To be born a girl

At 1, I was dressed from head to toe in pink and frills. I was my mother’s dream of the perfect little daughter, sugar and spice and everything nice. She bought me dolls and tea sets, and paraded me around in fancy dresses. She was proud of her pretty little princess.

At 3, I was kicked out of ballet for “not being cooperative.” I didn’t have the classic ballerina figure and was defiant when asked to do things I found pointless. I kicked my preschool teacher. I was fierce.

At 5, while playing with Barbies my mother asked me where Barbie’s husband was. Without hesitation I told her doctor Barbie didn’t need a husband.

At 7, people would go on about what a beautiful child I was. Strangers would come up to my parents in public to comment on my tan complexion, wavy dark hair, and big light eyes. They would tell them how lucky they were to have such a “pretty girl.”

At 10, the boys at camp talked about my body in a highly sexualized manner to the point that I cried and wanted to go home. This is probably my earliest memory of sexual harassment.

At 11, I was asked to participate in a program for intellectually gifted minorities. I was confused as I was clearly Caucasian, but was informed that I was considered a minority because I was a female who excelled in math and science. I participated through the 9th grade when it became clear that it wasn’t “cool enough” to be smart.

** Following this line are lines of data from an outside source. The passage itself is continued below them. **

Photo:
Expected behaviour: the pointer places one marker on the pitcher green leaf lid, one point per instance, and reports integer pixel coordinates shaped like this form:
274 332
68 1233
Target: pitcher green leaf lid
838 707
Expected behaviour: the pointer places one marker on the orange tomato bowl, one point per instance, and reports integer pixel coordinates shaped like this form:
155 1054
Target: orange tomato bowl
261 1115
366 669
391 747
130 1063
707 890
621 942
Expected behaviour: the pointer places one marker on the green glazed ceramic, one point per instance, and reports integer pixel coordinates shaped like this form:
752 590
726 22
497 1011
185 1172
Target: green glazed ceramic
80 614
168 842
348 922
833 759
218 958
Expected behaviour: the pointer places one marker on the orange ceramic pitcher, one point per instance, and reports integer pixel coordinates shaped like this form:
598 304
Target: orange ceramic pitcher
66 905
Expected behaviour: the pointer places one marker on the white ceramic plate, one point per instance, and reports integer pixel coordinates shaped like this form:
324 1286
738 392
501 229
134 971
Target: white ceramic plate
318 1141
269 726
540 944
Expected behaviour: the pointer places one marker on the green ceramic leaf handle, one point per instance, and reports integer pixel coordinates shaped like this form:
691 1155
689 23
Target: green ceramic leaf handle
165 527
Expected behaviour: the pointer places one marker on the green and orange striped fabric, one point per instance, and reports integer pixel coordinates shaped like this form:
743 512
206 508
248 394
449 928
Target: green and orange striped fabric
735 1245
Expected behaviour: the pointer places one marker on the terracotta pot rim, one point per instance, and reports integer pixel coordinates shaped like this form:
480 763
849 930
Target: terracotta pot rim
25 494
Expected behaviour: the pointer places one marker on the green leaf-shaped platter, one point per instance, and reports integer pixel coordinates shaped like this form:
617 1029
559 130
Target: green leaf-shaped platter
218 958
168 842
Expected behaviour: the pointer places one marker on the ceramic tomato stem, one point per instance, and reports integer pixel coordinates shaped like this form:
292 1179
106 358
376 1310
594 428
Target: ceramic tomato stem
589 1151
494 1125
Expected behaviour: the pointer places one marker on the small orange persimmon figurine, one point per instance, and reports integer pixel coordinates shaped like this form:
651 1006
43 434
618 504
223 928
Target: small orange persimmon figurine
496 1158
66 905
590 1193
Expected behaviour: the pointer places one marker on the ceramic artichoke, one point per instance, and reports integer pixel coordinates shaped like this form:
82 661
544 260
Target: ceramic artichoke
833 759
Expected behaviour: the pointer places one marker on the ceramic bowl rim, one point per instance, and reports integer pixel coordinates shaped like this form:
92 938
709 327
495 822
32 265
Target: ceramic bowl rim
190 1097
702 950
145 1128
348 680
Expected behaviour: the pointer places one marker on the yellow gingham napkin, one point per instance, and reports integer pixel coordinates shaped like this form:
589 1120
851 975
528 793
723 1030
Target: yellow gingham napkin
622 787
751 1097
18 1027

At 13, my male teacher told my mother that she should “watch out” because I was going to be a knock-out and the boys were going to be all over me. The whole parent-teacher conference revolved around the attention I got from the opposite sex instead of the fact that I was a straight A student.

At 15, I dated a boy who was baffled as to why I would waste my time in advanced placement classes. He constantly belittled my intelligence and laughed at my plans for the future.

At 16, I had a teacher accuse me of cheating because I was pretty and popular and had an A in his AP Chemistry class. He thought it was more likely that I had cheated than that someone like me was actually smart enough.

At 17, my parents told me how brilliant I was and that I could do anything I wanted in life, but that message was too mixed in with all the commentary on my looks, and my motivation towards academics was dropping.

At 18, I decided to bail on any thoughts I had of pursuing an engineering degree because the classes were too tough, and I needed to focus more on my social life.

At 19, I met a man who thought I was pretty, but was equally impressed with how smart I was. He wasn’t threatened by my intelligence. It was the first time that a guy I was dating had even acknowledged that I was more than how I looked. Years later I married him.

At 20, my sorority sisters put pressure on me to always look a certain way. It was more important to be seen in class with makeup and cute clothes, than maintaining a decent GPA.  I was told to party with all the “hot” fraternities and make them like me, even if that meant binge drinking or hooking up.

At 22, a law school classmate greeted me with a look of shock as I returned for the second term of classes. He had no problem telling me that he just assumed that I would have either flunked out or found myself a husband after the first term. 

At 27, I had a male attorney threaten my career over the way I handled a custody proceeding in which I defended my client’s right to joint custody of his child, to the other attorney’s client’s detriment. I didn’t back down despite his belittling comments and allegations of the impropriety I must have engaged in to get that result.

At 31, I attended my 20 week ultrasound to determine the sex of my unborn baby. I cried so many tears of joy when the technician said, “It’s a boy.”